The hardest part may be keeping the selections short enough that the student, especially the beginning student, doesn't feel overwhelmed. Very early copywork may only be ONE LETTER, or ONE WORD. This is fine, it is the beginning. Don't push them too hard or too fast, and trust that this really does work. One perfect letter is worth a page and a half of sloppy ones.
Amy in Missouri
Question: Should I start my year 1 student in cursive if he wants to learn it?
Two of my children have struggled with writing, probably from poor teaching on my part, so I feel very hesitant to give my own recommendations. I prefer to explain what I think Charlotte Mason would do in a situation. I don't think that Miss Mason would be opposed to teaching a more attractive italic at this point, she might even encourage it, but I don't think she would continue to teach both manuscript and italic. Personally, I would be cautious in making the transition because 5 and 6 year olds are predictably unpredictable.
I noticed that when my children (I have 3 - a 12yo, a 9yo, and a 7yo) each met a certain level of proficiency, they experimented with what they thought was cursive or italic writing. Their attempts were mostly incorrect, and I didn't feel the need to correct them other than showing them briefly the correct letter in cursive. I think that their attempts were mere curiosity rather than a serious commitment to additional learning at that point.

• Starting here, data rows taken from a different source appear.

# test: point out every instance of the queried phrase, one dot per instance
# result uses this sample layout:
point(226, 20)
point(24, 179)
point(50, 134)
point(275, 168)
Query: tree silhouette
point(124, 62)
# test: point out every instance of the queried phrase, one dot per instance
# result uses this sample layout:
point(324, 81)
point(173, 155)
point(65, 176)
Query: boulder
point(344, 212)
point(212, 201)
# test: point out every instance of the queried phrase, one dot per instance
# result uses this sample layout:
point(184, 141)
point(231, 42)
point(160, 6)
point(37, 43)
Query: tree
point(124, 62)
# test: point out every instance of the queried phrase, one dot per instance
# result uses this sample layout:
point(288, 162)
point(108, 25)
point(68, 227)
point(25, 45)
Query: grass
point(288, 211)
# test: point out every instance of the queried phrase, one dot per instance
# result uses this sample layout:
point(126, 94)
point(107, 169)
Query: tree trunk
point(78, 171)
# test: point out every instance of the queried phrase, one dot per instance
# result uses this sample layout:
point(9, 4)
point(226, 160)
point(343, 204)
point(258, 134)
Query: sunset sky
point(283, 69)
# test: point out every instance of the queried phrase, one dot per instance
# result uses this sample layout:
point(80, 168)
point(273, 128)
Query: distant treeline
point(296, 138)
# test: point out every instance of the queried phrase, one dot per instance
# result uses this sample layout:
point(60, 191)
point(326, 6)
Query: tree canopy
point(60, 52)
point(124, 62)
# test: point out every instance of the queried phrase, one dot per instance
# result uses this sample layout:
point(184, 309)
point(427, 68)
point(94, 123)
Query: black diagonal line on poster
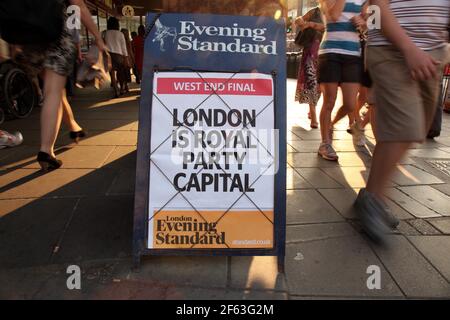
point(187, 116)
point(240, 197)
point(184, 197)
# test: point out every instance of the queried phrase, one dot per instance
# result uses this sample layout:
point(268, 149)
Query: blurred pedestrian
point(130, 59)
point(117, 48)
point(138, 46)
point(405, 59)
point(339, 64)
point(56, 62)
point(308, 90)
point(135, 69)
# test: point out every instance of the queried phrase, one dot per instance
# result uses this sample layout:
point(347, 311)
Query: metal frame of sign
point(275, 66)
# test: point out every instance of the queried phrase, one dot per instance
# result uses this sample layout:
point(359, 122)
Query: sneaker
point(358, 133)
point(372, 215)
point(8, 140)
point(327, 152)
point(385, 211)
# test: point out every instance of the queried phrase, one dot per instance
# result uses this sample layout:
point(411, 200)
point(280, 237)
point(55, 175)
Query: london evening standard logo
point(232, 39)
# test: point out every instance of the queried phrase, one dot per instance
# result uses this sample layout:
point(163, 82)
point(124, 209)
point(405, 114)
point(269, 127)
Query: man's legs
point(329, 91)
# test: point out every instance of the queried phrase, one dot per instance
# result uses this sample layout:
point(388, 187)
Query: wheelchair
point(18, 96)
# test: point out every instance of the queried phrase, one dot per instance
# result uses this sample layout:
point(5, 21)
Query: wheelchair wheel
point(18, 93)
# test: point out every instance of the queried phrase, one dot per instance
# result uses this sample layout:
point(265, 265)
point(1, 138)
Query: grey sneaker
point(385, 211)
point(372, 217)
point(327, 152)
point(9, 140)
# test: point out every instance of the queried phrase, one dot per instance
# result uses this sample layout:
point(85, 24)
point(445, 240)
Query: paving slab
point(444, 188)
point(101, 228)
point(406, 229)
point(335, 267)
point(304, 134)
point(431, 198)
point(410, 205)
point(436, 249)
point(423, 227)
point(412, 272)
point(182, 293)
point(354, 159)
point(122, 157)
point(307, 206)
point(317, 178)
point(349, 177)
point(79, 157)
point(203, 272)
point(305, 146)
point(23, 183)
point(429, 153)
point(296, 181)
point(110, 138)
point(124, 182)
point(21, 285)
point(111, 115)
point(111, 124)
point(260, 273)
point(343, 199)
point(316, 232)
point(30, 230)
point(442, 224)
point(309, 160)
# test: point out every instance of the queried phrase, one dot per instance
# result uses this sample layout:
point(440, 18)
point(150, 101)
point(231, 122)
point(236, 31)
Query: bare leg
point(349, 95)
point(313, 116)
point(51, 112)
point(114, 83)
point(329, 91)
point(385, 158)
point(68, 117)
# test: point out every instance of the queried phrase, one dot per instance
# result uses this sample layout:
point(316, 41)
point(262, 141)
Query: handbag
point(305, 37)
point(28, 22)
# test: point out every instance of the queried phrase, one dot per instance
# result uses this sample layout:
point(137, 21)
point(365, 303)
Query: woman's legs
point(51, 112)
point(313, 116)
point(68, 117)
point(329, 91)
point(114, 83)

I would try to encourage his enthusiasm in the words he is writing by giving him some more interesting words (longer) or even lines from short poems or nursery rhymes he likes. Hopefully he will enjoy seeing the poem unfold in his own writing one word or a few words at a time. The writing of poems for copywork was generally done by a 7yo who had learned his letters, but if your son has already learned the letters then the introduction of poetry copywork seems perfectly reasonable.
My 9yo who still struggles with writing was an early reader and writer. His enthusiasm for reading was much greater than his enthusiasm for writing. I started teaching him at his own insistence when he was 3, before I knew much about CM. His manuscript writing is fine (he is learning cursive slowly also) but he is extremely pencil resistant and is reluctant to print more than a couple of lines at a time. I tried to give him more writing a while back and it caused a major problem for him. So, I would also try to avoid giving your younger child more writing than a few words at a time regardless of how proficient they are until he at least seven and then increase the work very slowly. The attention span of a 5 and 6 yo is quite short and writing is difficult and requires concentration. Your child may be tempted to rush through and not do his best work if you don't keep the lessons very short. Short lessons also help Mom as well, because you should attentively watch his writing to encourage him and prevent errors.